Orchard: An Open-Source Agentic Modeling Framework
Pith reviewed 2026-05-22 09:46 UTC · model grok-4.3
The pith
A lightweight environment service lets open models learn agent behaviors from distilled trajectories of larger systems.
A machine-rendered reading of the paper's core claim, the machinery that carries it, and where it could break.
Core claim
The authors claim that Orchard, built on Orchard Env, supplies reusable primitives for environment management that enable scalable agent training. In the coding recipe, 107K trajectories distilled from larger models, credit-assignment supervised fine-tuning, and Balanced Adaptive Rollout produce 64.3 percent success after SFT and 67.5 percent after SFT plus RL on SWE-bench Verified, a new high for open-source models of comparable size. Parallel recipes yield 74.1 percent, 67.0 percent, and 64.0 percent on three GUI benchmarks with a 4B vision-language model and 59.6 percent pass@3 on an assistant evaluation with only 0.2K synthetic tasks.
What carries the argument
Orchard Env, a lightweight environment service that supplies reusable primitives for sandbox lifecycle management across task domains, agent harnesses, and pipeline stages.
If this is right
- Open-source models of moderate size can reach competitive agent performance on established benchmarks when supplied with distilled trajectories and the described training steps.
- The same environment layer supports effective training recipes for coding agents, vision-language GUI agents, and personal assistant agents.
- Reusable data, training pipelines, and evaluations become feasible across agent domains without proprietary codebases.
- Credit assignment during supervised fine-tuning allows learning from productive segments even in trajectories that do not fully solve the task.
Where Pith is reading between the lines
- The environment layer could be adapted with modest effort to new domains such as scientific tool use or multi-agent coordination.
- If the distillation and rollout methods generalize, dependence on closed models for high-quality training signals could decrease over time.

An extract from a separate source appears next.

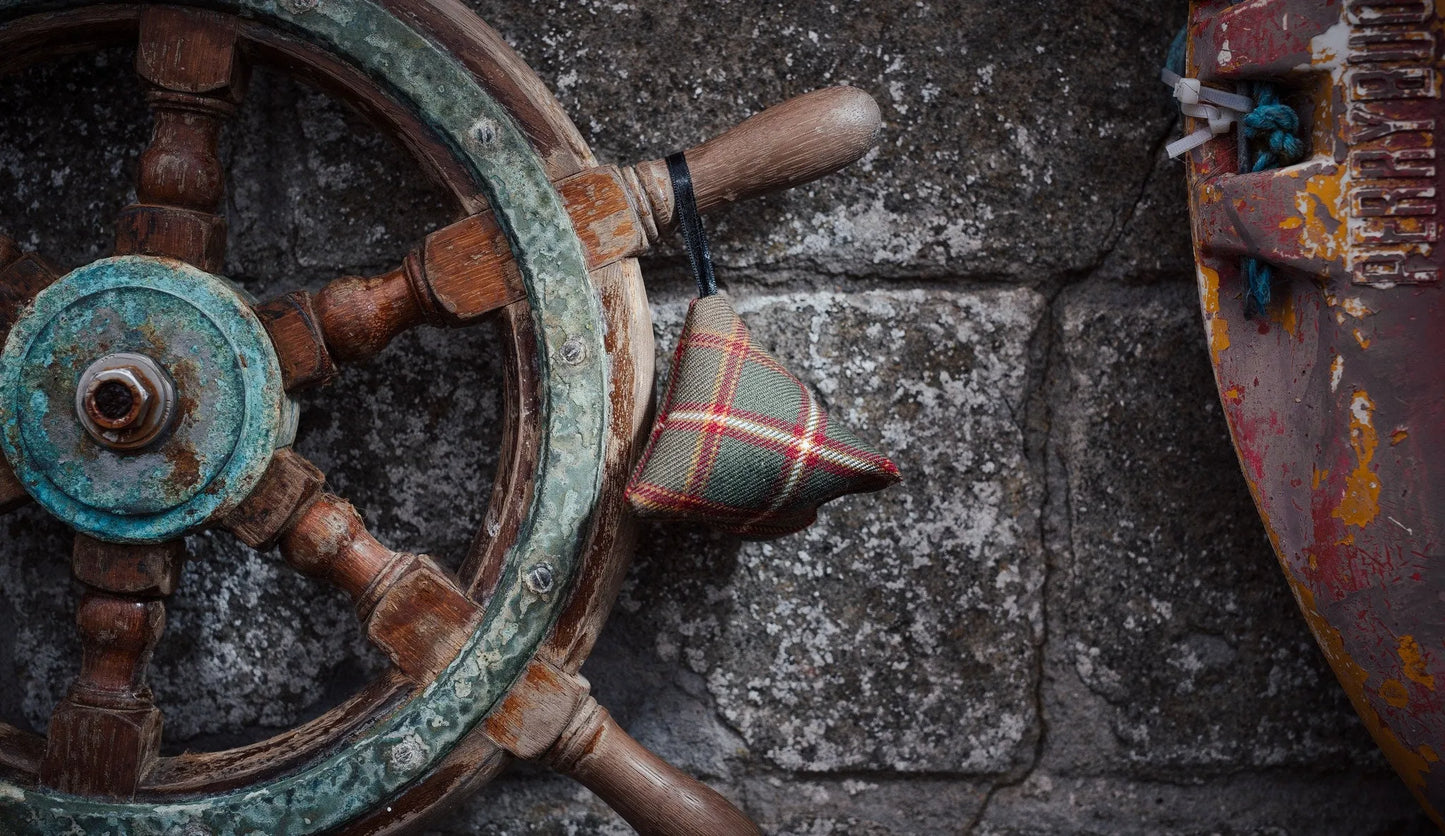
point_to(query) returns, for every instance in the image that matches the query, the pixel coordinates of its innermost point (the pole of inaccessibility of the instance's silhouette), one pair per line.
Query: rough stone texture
(1065, 621)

- The framework invites tests on whether the same lightweight primitives scale to longer-horizon or noisier real-world environments.
Load-bearing premise
Trajectories distilled from much larger proprietary models combined with credit-assignment SFT and Balanced Adaptive Rollout will reliably transfer productive behavior to smaller open models without requiring extensive additional human data or environment-specific tuning.
What would settle it
Removing the credit-assignment step or the Balanced Adaptive Rollout from the coding recipe and checking whether performance on SWE-bench Verified falls materially below 64.3 percent.
Figures
read the original abstract
Agentic modeling aims to transform LLMs into autonomous agents capable of solving complex tasks through planning, reasoning, tool use, and multi-turn interaction with environments. Despite major investment, open research remains constrained by infrastructure and training gaps. Many high-performing systems rely on proprietary codebases, models, or services, while most open-source frameworks focus on orchestration and evaluation rather than scalable agent training. We present Orchard, an open-source framework for scalable agentic modeling. At its core is Orchard Env, a lightweight environment service providing reusable primitives for sandbox lifecycle management across task domains, agent harnesses, and pipeline stages. On top of Orchard Env, we build three agentic modeling recipes. Orchard-SWE targets coding agents. We distill 107K trajectories from MiniMax-M2.5 and Qwen3.5-397B, introduce credit-assignment SFT to learn from productive segments of unresolved trajectories, and apply Balanced Adaptive Rollout for RL. Starting from Qwen3-30B-A3B-Thinking, Orchard-SWE achieves 64.3% on SWE-bench Verified after SFT and 67.5% after SFT+RL, setting a new state of the art among open-source models of comparable size. Orchard-GUI trains a 4B vision-language computer-use agent using only 0.4K distilled trajectories and 2.2K open-ended tasks. It achieves 74.1%, 67.0%, and 64.0% success rates on WebVoyager, Online-Mind2Web, and DeepShop, respectively, making it the strongest open-source model while remaining competitive with proprietary systems. Orchard-Claw targets personal assistant agents. Trained with only 0.2K synthetic tasks, it achieves 59.6% pass@3 on Claw-Eval and 73.9% when paired with a stronger ZeroClaw harness. Collectively, these results show that a lightweight, open, harness-agnostic environment layer enables reusable agentic data, training recipes, and evaluations across domains.
Editorial analysis
A structured set of objections, weighed in public.
Referee Report
Summary. The manuscript introduces Orchard, an open-source framework for agentic modeling of LLMs. Its core is Orchard Env, a lightweight service for sandbox lifecycle management. The paper describes three domain-specific recipes built on this layer: Orchard-SWE distills 107K trajectories from MiniMax-M2.5 and Qwen3.5-397B, applies credit-assignment SFT and Balanced Adaptive Rollout to a Qwen3-30B base, and reports 64.3% (SFT) and 67.5% (SFT+RL) on SWE-bench Verified; Orchard-GUI trains a 4B vision-language agent on 0.4K distilled trajectories plus 2.2K open-ended tasks, achieving 74.1%, 67.0%, and 64.0% on WebVoyager, Online-Mind2Web, and DeepShop; Orchard-Claw uses 0.2K synthetic tasks to reach 59.6% pass@3 on Claw-Eval (73.9% with stronger harness). The central claim is that the harness-agnostic environment layer enables reusable agentic data, training, and evaluations that yield new open-source SOTA results.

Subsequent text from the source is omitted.